In the study, which was performed to investigate the relationship between physical activity and healthrelated quality of life on 351 adults selected randomly by Blacklock,et al. [38], a positive relationship was determined between physical activity level such as walking and quality of life. In the study performed by Elavsky, et al. [39], they investigated the effects regulating psychological variables of the relationship between quality of life and physical activity for adults for more than four years, the measurements were made in the first and fifth year of 174 people who were taken to exercise as randomized controlled for 6 months.

As a result of analyzes, it was observed for a 4-year period that changes in physical activity were associated with activity, self-efficacy and positive mood and quality of life increased in parallel with an increase in positive mood. As a result of the study, physical activity has been found to have a positive impact on quality of life in the long-term. This finding seems to support our study. In the survey study, which was performed by focusing on the ideas of the participants by Diane, et al. [40], they concluded that physical activity increases quality of life and should keep more space in our lives in parallel with the result of our study.

In a systematic review, Bize, et al. [31] examined a total of 1426 studies from four different indexes (MEDLINE, EMBASE, CINAHL, PsycINFO) in order to investigate the relationship between physical activity level and quality of life in adults, it was stated that 13 different physical activity assessment methods were used and most of the studies were associated with the SF-36 quality of life questionnaire. Cross-sectional studies have shown a consistently positive relationship between physical activity and quality of life and a positive relationship was found in the cohort and randomized controlled studies in similar, these also support our study. When looked at the studies on mental health; Raglin [41] found that physical activity is effective in protecting and improving the mental health of people, Fox [42] revealed that making regular physical activity improves anxiety and depression and general mental health.
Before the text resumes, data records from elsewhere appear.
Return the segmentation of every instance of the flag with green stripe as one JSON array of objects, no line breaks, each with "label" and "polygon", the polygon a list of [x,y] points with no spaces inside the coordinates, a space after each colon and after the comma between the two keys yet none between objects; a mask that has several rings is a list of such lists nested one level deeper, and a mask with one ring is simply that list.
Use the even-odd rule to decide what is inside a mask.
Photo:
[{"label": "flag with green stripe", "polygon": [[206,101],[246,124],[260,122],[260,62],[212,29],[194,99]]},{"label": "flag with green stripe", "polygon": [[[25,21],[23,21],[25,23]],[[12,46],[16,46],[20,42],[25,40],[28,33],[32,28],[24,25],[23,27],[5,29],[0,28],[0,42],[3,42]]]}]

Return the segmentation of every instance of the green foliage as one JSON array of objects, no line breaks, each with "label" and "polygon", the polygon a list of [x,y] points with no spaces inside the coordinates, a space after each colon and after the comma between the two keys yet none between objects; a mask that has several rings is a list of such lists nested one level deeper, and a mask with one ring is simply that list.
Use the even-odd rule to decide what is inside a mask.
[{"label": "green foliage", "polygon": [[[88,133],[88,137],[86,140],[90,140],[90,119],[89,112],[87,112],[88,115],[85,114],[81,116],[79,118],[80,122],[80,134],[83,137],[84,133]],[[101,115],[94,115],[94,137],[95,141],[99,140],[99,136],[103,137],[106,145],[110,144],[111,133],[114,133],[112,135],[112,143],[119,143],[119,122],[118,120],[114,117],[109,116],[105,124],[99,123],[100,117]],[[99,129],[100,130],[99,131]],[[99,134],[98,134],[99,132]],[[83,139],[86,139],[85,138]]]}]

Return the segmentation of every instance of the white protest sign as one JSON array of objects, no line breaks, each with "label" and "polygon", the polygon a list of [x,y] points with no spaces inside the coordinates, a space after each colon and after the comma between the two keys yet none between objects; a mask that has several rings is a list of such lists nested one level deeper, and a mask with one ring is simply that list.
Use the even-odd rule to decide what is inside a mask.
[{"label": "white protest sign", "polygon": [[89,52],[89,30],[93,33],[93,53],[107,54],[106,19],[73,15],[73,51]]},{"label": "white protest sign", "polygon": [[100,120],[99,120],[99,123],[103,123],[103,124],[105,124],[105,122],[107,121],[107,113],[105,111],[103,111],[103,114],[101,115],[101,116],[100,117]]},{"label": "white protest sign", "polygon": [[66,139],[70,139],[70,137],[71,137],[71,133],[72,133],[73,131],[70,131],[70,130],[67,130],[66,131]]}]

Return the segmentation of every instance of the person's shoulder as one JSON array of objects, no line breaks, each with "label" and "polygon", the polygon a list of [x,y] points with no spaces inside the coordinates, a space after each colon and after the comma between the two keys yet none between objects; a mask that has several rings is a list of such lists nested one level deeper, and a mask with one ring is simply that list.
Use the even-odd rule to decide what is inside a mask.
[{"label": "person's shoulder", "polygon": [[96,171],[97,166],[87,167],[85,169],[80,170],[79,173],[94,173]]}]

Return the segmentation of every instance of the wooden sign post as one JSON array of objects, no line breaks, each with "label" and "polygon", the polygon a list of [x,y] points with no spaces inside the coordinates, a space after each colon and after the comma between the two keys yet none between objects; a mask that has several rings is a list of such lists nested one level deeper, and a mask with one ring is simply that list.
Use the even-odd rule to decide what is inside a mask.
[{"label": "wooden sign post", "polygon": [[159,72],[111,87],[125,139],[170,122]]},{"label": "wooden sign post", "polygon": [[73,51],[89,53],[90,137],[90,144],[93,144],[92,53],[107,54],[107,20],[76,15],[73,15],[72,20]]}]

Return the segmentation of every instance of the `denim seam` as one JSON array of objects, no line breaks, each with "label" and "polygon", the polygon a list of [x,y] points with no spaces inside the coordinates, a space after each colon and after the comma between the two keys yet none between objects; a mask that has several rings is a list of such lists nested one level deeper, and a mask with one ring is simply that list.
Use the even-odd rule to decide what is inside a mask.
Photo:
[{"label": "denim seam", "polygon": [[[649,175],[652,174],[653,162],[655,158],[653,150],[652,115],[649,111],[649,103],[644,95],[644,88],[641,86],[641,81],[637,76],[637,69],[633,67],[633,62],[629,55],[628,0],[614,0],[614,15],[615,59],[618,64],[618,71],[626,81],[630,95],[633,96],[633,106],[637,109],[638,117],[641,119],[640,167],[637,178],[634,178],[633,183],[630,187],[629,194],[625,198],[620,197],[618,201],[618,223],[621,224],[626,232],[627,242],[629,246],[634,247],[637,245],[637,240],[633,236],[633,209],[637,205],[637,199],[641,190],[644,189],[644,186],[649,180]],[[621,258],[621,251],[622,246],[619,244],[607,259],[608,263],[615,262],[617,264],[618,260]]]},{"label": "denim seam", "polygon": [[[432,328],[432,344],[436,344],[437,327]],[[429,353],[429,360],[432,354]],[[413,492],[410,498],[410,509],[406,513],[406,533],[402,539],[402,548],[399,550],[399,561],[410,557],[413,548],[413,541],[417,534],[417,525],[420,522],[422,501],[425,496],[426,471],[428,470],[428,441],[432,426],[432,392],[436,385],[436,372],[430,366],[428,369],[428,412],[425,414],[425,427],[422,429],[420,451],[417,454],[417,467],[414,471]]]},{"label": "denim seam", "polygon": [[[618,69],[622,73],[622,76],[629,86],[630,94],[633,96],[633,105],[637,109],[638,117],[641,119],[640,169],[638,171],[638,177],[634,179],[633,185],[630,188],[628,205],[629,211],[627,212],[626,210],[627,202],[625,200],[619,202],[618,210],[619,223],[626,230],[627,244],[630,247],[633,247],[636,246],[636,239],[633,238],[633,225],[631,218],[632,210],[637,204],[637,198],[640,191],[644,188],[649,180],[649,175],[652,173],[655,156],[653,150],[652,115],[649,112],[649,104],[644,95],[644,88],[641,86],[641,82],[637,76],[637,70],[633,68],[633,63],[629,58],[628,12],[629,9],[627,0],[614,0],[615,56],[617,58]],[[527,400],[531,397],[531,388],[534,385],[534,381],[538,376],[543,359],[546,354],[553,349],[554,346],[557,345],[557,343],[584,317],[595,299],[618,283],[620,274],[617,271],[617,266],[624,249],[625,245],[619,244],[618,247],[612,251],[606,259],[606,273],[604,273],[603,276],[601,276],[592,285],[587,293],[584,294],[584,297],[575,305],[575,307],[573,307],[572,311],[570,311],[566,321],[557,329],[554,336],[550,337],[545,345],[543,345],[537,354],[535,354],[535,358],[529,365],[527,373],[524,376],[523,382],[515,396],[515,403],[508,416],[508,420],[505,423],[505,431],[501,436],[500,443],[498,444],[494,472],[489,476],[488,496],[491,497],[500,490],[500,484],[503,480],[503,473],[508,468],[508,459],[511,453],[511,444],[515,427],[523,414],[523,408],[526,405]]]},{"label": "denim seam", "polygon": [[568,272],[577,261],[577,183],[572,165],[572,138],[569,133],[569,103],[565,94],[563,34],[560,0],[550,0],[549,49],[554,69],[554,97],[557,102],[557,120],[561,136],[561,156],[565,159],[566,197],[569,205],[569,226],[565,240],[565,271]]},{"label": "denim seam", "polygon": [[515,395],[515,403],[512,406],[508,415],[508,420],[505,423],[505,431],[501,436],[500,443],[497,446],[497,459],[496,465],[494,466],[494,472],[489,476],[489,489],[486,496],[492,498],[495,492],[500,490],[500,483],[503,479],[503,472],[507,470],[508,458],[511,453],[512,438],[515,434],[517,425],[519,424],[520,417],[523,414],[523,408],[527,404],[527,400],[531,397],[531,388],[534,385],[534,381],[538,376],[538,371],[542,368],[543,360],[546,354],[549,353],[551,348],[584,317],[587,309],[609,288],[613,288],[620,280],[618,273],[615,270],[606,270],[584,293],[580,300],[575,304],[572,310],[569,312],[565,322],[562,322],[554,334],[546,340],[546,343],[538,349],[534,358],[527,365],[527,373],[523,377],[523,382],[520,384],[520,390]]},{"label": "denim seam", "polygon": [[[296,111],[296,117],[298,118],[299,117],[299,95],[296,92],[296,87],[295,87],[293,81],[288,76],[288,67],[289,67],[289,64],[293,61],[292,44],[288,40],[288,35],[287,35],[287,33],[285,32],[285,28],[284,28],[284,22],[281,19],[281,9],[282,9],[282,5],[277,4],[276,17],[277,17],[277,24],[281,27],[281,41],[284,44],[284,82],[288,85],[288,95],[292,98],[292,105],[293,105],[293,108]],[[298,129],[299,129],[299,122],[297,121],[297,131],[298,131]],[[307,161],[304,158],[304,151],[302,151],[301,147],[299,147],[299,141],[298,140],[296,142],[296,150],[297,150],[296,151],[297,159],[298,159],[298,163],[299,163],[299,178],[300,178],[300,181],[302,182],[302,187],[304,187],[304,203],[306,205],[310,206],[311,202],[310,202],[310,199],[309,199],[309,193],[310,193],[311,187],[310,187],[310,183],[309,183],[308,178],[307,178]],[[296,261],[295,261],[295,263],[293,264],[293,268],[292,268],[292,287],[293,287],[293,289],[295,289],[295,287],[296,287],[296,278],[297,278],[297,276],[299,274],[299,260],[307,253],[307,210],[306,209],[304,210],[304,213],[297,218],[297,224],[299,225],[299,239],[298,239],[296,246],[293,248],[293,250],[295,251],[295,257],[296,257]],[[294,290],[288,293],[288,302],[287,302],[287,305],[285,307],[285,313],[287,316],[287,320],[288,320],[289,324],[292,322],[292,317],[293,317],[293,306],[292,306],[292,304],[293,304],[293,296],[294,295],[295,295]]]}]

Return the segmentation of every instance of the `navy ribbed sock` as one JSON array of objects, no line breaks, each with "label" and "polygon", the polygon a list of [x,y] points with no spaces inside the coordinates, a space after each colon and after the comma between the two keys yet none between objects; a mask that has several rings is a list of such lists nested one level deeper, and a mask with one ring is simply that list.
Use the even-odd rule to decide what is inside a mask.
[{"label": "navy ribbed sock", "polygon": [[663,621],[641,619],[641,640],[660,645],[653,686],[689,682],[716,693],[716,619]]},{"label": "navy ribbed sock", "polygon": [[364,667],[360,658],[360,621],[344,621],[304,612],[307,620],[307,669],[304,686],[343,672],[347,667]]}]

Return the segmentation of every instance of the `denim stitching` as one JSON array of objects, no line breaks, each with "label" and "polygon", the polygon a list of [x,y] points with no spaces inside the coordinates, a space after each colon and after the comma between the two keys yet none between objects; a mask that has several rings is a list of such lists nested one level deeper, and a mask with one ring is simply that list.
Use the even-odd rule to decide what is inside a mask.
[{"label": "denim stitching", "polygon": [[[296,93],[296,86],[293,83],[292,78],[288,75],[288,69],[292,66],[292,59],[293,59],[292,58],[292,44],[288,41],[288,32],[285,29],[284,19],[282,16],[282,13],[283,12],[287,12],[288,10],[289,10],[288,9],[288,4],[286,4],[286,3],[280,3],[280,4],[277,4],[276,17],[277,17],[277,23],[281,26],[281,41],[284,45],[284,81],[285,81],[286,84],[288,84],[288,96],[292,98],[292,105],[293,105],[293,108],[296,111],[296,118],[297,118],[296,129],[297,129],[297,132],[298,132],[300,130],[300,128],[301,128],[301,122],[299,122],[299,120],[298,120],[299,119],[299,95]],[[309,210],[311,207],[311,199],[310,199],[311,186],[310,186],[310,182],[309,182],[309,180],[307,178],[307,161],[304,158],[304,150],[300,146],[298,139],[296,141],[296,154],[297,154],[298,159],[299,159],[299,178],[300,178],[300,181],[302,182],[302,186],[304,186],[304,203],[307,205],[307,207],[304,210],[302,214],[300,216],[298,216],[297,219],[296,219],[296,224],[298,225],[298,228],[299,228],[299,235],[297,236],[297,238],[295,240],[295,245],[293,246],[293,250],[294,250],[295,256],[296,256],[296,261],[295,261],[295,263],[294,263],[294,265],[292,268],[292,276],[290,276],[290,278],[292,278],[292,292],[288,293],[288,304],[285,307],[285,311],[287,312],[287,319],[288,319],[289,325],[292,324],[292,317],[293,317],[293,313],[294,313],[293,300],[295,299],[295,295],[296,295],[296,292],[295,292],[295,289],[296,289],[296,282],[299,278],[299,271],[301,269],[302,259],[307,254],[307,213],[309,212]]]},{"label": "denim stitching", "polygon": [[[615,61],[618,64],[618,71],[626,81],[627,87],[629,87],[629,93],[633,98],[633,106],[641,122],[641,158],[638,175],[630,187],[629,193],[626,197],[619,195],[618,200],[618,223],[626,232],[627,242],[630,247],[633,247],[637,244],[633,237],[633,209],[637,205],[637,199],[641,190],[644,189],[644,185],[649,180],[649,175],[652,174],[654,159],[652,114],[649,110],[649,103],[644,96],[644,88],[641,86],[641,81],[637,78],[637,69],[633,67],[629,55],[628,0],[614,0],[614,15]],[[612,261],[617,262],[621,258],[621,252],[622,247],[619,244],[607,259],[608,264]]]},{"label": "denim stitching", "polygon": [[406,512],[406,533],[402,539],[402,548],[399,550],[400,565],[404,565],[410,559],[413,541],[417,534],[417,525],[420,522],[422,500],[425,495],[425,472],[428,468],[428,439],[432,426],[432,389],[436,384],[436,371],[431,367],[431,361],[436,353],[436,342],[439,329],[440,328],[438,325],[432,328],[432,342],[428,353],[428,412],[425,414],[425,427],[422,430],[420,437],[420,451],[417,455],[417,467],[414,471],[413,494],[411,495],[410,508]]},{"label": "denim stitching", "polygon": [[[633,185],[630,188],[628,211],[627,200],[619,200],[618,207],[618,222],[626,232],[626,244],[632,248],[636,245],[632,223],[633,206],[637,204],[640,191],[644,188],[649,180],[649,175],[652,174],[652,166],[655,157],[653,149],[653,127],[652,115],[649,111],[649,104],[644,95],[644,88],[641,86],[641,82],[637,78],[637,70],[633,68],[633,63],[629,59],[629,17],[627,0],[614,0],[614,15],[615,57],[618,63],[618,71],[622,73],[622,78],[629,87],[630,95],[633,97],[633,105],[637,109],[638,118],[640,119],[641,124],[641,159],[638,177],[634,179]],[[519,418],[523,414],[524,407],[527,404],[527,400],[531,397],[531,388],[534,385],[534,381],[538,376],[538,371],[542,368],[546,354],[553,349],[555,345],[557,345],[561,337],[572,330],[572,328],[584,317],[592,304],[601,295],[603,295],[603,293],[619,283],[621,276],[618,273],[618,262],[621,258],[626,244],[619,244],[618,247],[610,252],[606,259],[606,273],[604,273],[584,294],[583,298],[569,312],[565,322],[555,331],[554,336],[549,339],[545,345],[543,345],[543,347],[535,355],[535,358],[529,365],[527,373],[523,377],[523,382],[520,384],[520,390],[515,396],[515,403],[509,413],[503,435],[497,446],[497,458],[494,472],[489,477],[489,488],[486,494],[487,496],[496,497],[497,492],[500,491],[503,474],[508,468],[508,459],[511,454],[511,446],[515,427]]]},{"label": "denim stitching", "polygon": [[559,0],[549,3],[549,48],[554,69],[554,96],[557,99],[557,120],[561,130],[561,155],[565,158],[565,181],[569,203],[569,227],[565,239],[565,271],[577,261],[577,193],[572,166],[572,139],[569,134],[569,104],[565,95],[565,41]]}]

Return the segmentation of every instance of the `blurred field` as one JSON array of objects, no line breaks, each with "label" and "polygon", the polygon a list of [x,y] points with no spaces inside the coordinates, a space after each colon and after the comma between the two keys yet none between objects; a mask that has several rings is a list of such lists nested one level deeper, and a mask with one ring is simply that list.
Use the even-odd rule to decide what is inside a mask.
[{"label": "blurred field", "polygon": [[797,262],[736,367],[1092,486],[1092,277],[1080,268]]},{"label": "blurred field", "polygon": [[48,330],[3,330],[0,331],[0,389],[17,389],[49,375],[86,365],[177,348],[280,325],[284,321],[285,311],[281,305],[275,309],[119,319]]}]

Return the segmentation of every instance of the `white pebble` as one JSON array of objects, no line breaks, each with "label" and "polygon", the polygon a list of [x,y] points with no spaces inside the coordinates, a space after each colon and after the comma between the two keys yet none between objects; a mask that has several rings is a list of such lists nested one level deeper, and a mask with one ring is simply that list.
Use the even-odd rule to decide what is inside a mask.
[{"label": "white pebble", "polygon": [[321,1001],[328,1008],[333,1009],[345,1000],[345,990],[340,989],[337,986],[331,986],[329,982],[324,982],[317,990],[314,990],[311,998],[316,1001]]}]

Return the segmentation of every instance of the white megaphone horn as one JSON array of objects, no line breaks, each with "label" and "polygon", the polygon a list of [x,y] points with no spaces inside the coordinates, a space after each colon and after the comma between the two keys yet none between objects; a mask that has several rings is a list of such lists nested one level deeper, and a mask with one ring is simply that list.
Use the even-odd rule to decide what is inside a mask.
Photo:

In a study that investigated the effects of making regular physical activity on anxiety, depression and mood, Guszkowska [43] demonstrated that physical activity has positive effects in healthy and clinical populations. In our study, according to RLDEP subscale, the HPA group has been founded to experience fewer problems compared to the LPA group in their job or daily activities due to emotional reasons. This situation can be occurred because physical activity has the positive effects not only on physical health, but also on emotional function and people can find opportunity to understand more accurately their feelings by recognizing their own inner world with physical activity. According to social functioning subscale of SF-36, HPA group was detected to be less affected compared to LPA group in social relations with family, friends and neighbors due to physical and emotional problems; this situation suggests that physical activity makes quality social relationships of persons better quality. RLDPH subscale, the HPA group has been found not to live any role limitation in their daily lives and physical activity. The lack of any limitation in the HPA group can result from regular and intense physical activity.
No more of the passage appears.